"Oh! that's not fair," cried the girl. "You are a rude boy. Now you've
got to get it."
"No, indeed. Get the stable-man to get it."
She turned to John, "Please to get it."
"How can I?" he said.
"Go up inside--there's a trap door. You can slide down the snow and get
it."
"But I might fall."
"There's your chance," said Tom grinning. John stood, still irresolute.

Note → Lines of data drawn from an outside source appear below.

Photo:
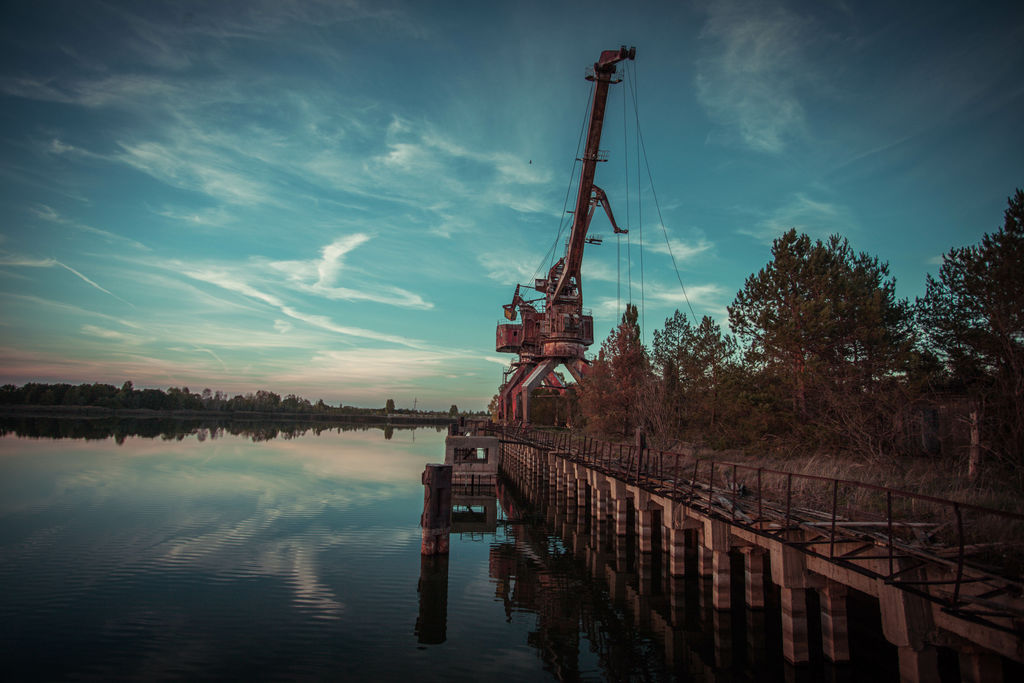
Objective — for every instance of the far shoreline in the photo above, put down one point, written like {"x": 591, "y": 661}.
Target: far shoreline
{"x": 98, "y": 413}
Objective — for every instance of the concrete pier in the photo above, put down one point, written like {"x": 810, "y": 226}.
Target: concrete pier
{"x": 640, "y": 521}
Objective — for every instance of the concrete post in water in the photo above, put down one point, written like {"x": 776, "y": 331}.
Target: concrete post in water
{"x": 906, "y": 620}
{"x": 431, "y": 625}
{"x": 788, "y": 568}
{"x": 835, "y": 630}
{"x": 436, "y": 519}
{"x": 622, "y": 515}
{"x": 754, "y": 565}
{"x": 980, "y": 667}
{"x": 581, "y": 477}
{"x": 677, "y": 552}
{"x": 717, "y": 541}
{"x": 641, "y": 444}
{"x": 794, "y": 607}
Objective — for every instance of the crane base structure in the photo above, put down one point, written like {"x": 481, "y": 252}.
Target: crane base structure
{"x": 560, "y": 332}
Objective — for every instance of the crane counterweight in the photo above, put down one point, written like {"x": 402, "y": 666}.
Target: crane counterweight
{"x": 560, "y": 333}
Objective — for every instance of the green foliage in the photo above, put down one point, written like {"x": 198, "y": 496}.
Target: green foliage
{"x": 972, "y": 317}
{"x": 613, "y": 394}
{"x": 822, "y": 326}
{"x": 695, "y": 364}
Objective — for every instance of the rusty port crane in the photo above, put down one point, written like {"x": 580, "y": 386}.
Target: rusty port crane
{"x": 559, "y": 333}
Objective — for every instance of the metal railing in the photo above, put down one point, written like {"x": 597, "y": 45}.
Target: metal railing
{"x": 967, "y": 557}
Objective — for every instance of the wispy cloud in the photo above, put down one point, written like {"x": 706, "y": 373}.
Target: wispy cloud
{"x": 708, "y": 297}
{"x": 751, "y": 70}
{"x": 47, "y": 213}
{"x": 19, "y": 261}
{"x": 679, "y": 249}
{"x": 814, "y": 217}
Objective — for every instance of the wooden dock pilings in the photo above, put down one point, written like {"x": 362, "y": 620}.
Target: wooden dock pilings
{"x": 910, "y": 552}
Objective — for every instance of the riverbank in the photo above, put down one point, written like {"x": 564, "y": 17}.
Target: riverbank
{"x": 93, "y": 412}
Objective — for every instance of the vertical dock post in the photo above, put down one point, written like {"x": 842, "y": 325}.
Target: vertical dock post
{"x": 436, "y": 519}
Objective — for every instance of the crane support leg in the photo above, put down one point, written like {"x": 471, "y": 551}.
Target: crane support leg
{"x": 531, "y": 382}
{"x": 578, "y": 369}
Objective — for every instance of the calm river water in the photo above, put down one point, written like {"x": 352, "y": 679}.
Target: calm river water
{"x": 209, "y": 555}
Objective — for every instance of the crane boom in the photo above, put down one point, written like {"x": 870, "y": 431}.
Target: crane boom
{"x": 604, "y": 69}
{"x": 560, "y": 333}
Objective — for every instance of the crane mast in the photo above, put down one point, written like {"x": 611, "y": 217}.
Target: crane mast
{"x": 560, "y": 333}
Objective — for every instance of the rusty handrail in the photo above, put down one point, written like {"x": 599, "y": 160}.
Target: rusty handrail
{"x": 623, "y": 467}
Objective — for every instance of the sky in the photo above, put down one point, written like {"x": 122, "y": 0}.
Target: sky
{"x": 334, "y": 199}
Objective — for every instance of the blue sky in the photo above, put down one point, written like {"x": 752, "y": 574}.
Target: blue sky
{"x": 335, "y": 199}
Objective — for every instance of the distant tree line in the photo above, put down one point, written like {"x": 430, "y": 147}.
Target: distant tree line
{"x": 823, "y": 357}
{"x": 175, "y": 398}
{"x": 177, "y": 429}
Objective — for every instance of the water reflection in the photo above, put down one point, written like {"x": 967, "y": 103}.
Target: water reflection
{"x": 178, "y": 428}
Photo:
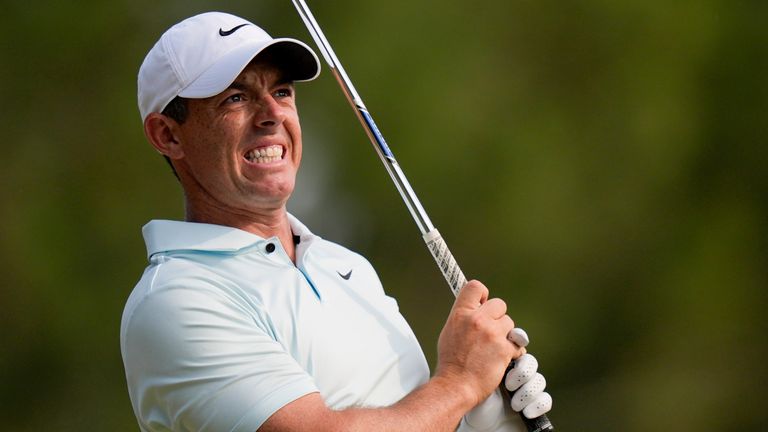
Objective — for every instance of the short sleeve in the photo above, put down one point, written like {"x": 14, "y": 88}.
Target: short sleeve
{"x": 199, "y": 360}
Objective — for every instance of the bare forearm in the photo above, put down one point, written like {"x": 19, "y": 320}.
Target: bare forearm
{"x": 437, "y": 406}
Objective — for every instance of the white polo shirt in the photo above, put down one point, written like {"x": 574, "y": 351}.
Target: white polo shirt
{"x": 222, "y": 330}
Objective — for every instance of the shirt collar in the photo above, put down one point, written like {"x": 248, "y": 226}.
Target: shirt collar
{"x": 167, "y": 235}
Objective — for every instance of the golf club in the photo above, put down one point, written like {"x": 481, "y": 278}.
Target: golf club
{"x": 434, "y": 241}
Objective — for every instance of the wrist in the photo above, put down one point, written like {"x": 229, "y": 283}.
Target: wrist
{"x": 457, "y": 385}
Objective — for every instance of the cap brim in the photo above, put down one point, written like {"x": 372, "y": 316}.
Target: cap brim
{"x": 296, "y": 59}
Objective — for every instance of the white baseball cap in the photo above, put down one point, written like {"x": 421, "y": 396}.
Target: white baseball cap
{"x": 202, "y": 55}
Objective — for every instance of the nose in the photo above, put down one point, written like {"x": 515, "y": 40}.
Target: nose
{"x": 270, "y": 113}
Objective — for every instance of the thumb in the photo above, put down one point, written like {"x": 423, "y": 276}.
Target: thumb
{"x": 471, "y": 296}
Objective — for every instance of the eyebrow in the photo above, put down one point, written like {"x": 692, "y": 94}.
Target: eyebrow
{"x": 240, "y": 86}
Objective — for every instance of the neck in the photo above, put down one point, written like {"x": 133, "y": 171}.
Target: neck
{"x": 264, "y": 223}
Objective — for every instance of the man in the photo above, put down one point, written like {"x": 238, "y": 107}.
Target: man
{"x": 244, "y": 320}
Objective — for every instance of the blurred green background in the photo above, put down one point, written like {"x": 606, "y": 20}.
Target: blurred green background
{"x": 601, "y": 165}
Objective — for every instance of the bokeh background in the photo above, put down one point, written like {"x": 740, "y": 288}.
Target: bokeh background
{"x": 601, "y": 165}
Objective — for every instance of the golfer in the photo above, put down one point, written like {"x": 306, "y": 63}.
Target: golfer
{"x": 244, "y": 320}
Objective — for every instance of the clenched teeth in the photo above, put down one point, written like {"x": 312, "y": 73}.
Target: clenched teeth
{"x": 265, "y": 154}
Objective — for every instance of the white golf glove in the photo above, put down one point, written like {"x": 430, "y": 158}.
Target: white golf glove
{"x": 494, "y": 415}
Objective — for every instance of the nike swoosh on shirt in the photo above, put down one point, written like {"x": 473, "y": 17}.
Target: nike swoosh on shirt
{"x": 223, "y": 32}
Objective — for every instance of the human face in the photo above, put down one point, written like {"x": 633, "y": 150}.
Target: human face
{"x": 242, "y": 147}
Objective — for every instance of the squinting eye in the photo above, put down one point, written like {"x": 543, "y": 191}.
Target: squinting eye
{"x": 283, "y": 93}
{"x": 235, "y": 98}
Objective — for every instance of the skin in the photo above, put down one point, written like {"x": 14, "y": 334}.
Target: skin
{"x": 222, "y": 187}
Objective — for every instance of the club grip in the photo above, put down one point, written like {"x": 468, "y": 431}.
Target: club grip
{"x": 445, "y": 261}
{"x": 539, "y": 424}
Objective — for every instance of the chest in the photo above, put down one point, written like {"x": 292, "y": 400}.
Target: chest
{"x": 335, "y": 320}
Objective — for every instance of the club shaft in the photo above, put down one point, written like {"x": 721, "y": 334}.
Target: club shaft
{"x": 434, "y": 241}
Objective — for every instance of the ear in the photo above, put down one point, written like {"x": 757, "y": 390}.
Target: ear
{"x": 163, "y": 134}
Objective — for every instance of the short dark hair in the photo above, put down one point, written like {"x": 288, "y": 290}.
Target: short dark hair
{"x": 177, "y": 110}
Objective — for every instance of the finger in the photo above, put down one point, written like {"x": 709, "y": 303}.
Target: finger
{"x": 519, "y": 337}
{"x": 528, "y": 392}
{"x": 494, "y": 308}
{"x": 521, "y": 372}
{"x": 540, "y": 406}
{"x": 471, "y": 296}
{"x": 486, "y": 415}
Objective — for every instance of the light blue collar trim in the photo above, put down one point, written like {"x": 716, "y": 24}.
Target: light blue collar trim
{"x": 168, "y": 235}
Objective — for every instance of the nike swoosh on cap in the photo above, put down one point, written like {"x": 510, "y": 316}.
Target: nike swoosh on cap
{"x": 223, "y": 32}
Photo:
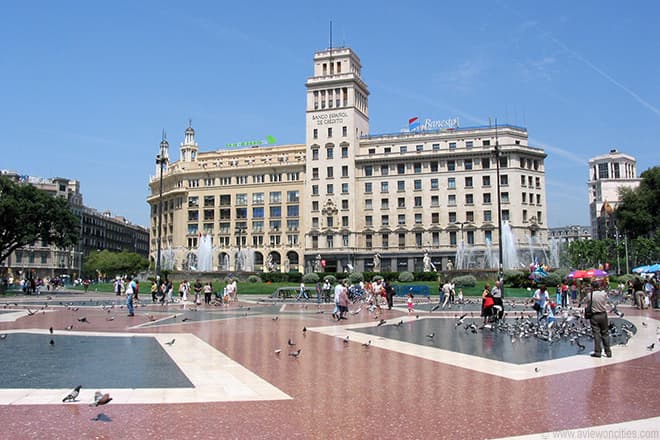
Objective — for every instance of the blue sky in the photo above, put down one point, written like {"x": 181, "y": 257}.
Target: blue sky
{"x": 87, "y": 87}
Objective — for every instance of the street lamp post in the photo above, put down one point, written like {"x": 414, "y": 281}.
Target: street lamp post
{"x": 239, "y": 232}
{"x": 500, "y": 274}
{"x": 161, "y": 160}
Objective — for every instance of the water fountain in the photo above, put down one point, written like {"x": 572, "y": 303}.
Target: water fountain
{"x": 168, "y": 259}
{"x": 205, "y": 254}
{"x": 463, "y": 256}
{"x": 509, "y": 249}
{"x": 554, "y": 246}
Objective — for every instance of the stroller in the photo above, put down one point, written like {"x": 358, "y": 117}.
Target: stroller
{"x": 356, "y": 294}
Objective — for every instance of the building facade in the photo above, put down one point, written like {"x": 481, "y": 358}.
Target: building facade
{"x": 98, "y": 231}
{"x": 350, "y": 200}
{"x": 608, "y": 173}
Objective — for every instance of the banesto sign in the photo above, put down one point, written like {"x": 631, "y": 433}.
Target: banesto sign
{"x": 329, "y": 118}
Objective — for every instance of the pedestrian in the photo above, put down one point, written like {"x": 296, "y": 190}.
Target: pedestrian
{"x": 117, "y": 287}
{"x": 338, "y": 289}
{"x": 596, "y": 311}
{"x": 208, "y": 290}
{"x": 197, "y": 288}
{"x": 540, "y": 298}
{"x": 302, "y": 292}
{"x": 130, "y": 289}
{"x": 343, "y": 301}
{"x": 319, "y": 292}
{"x": 487, "y": 303}
{"x": 498, "y": 305}
{"x": 389, "y": 295}
{"x": 154, "y": 291}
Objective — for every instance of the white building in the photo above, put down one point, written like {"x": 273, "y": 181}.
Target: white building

Leila walked away into the stable.
"She'll get a man," said Tom a little regretful of his rudeness, as she
disappeared.
In a moment Leila was up in the hayloft and out on the roof. Spreading
out arms and thin legs she carefully let herself slide down the soft snow
until, seizing her cap, she set her feet on the roof gutter, crying out,
"Get a ladder quick." Alarmed at her perilous position, they ran and
called out a groom, a ladder was brought, and in a moment she was on the
ground.
Leila turned on the two lads. "You are a coward, Tom McGregor, and you
too, John Penhallow. I never--never will play with you again."
"It was just fun," said Tom; "any of the men could have poked it down."
"Cowards," said the girl, tossing back her dark mass of hair and moving
away without a look at the discomfited pair.
"I suppose now you will go and tell the Squire," said Tom. He was
alarmed.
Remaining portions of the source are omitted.